The masses have prayed and Rockstar Games finally delivered a memorable title outside of the Grand Theft Auto franchise. After massive promotional campaigns—which I guess Rockstar could afford after Grand Theft Auto 4 was the most profitable entertainment product ever made—they have released to the public, Red Dead Redemption, or Grand Theft Auto on horseback.
I must say, it was just kind a letdown for me that they didn’t even try to break away from the GTA format even a bit. The buttons for getting on and off your horse, and for punching someone in the mouth (much needed in all Rockstar Games, given their propensity for creating back talkin’ peripheral characters) correspond to all of the GTA games. This in combination with following those single letter icons on a circular map to find the next bump forward in the very linear narrative was just a little too familiar for me.
But here I am trash talking a game that for all intents and purposes has done a pretty good thing. I think they really did deliver a playable game here, it’s just that I often have hopes that a company that has had such a revolutionary track record will be able to repeat its past ground breaking and give us something previously unseen again. This, I realize as I say it, is probably very unrealistic. Okay, now that I’ve cleared that out of my system I do have some more good things to say about the game, really.
Visually the game was breathtaking and not in a way where they did something totally new with the graphics (they were pretty sweet though), no it was more something that Rockstar did with the mood or the feel of the game. The music was perfect and the landscape was drab and dusty, almost a sepia tone thing going on there. The way the protagonist walked suggested that, even with all this crazy shit going on in the world we have to take it as it comes, because that’s how it’s done in the West. Great attention to detail was paid to the stark furnishings and emerging newfangled technology, like the telephone. Doing a period piece can really pay off if attention to detail is focused on the right things, the artists at Rockstar came through for us, all the way from the landscape artists to the character designers.
The story is good enough. You are a retired outlaw with a real ugly face that is being extorted by the soulless Federal government to hunt down the old members of your gang. This takes John Marston (that’s you) from the little border county, where the game starts, across to Mexico for a spell, where he gets caught up fighting on both sides of a civil dispute. Then back up to the States to track down the old leader of the gang.
The thing that this game has is a silly amount of is little side stuff. If you are a collector, be prepared to spend the foreseeable future holed up in your mom’s basement with a chamber pot and a cheesy poof feeding tube. To start there’s the games like poker, black jack, horseshoes, that one where you stab your hand with a knife and probably more, I stopped looking for them after a while. Then there’s the herb collecting… Sweet zombie Jesus… so many herbs. Oh and don’t forget hunting, the old west was littered with live animals to shoot and skin. On top of all this, it seemed like every fifth person I passed by was either genuinely being robbed or trying to lure me into some kind of trap.

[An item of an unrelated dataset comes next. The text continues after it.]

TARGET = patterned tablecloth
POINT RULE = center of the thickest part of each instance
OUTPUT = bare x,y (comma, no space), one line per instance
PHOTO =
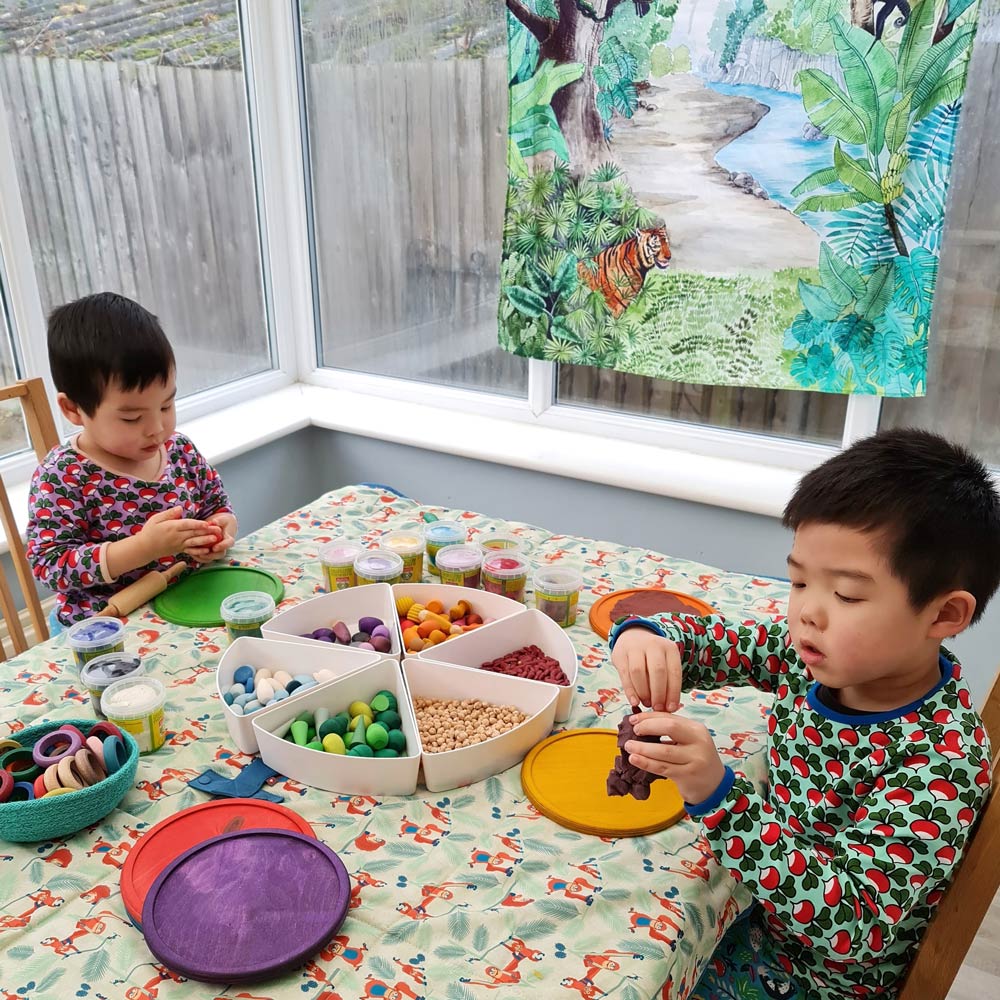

This last element was where I think the game really came into its own. What was delivered better than anything I have ever seen before was a feeling of immersion in the world they created. All the time as you ride around, there are people doing stuff. People are setting up camps, riding around, or just going about their well programmed lives. I definitely got the sense that when I left a town or ranch for a while, life had carried on without me. The exception to this being the plot points, those remained frozen in time until I was kind enough to come and activate them. This, of course, was completely dependent on how much peripheral action I decided to engage in along the way. A memorable moment in the game for me came when I was walking around town, minding my own business and a gang of thugs came galloping though dragging a woman behind them. Feeling compelled to do right by her (I don’t think I would have got involved if it was a guy being dragged) I started shooting everyone on horseback I could see. Before long, I had shot a marshal and was being chased out of town, never having a chance to buy what I came in for in the first place.
The online multi-player has cooperative and competitive modes for up to 16 players simultaneously. The competitive games include team and “every man for himself” game types like standard shootouts and capture the flag. Free Roam is where they do something different, it lets up to 16 players join into one world and then explore the entirety of the single-player map. You can join some friends and take part in little skirmishes, or simply shoot each other in the face, assault bandit hideouts and forts as a team, or just ride across the countryside together while taking part in hunting and gathering challenges. This is the way the game really ought to be played in my opinion; the open air setting was one of its freshest aspects. To really play Red Dead Redemption I suggest rounding up a posse and storming a bandit fort, then when your friend’s back is turned, you skin his horse.
In conclusion, it’s a game that I wouldn’t miss. Rockstar has done their usual thing, in that they have the balls to create a game with some edgy content. I think that anyone that starts spouting a bunch of malarkey about “an uncanny ability to hold a mirror up to society reminding us about present day hot button issues like racism, immigration, federal government power and personal freedoms” is probably on the payroll though.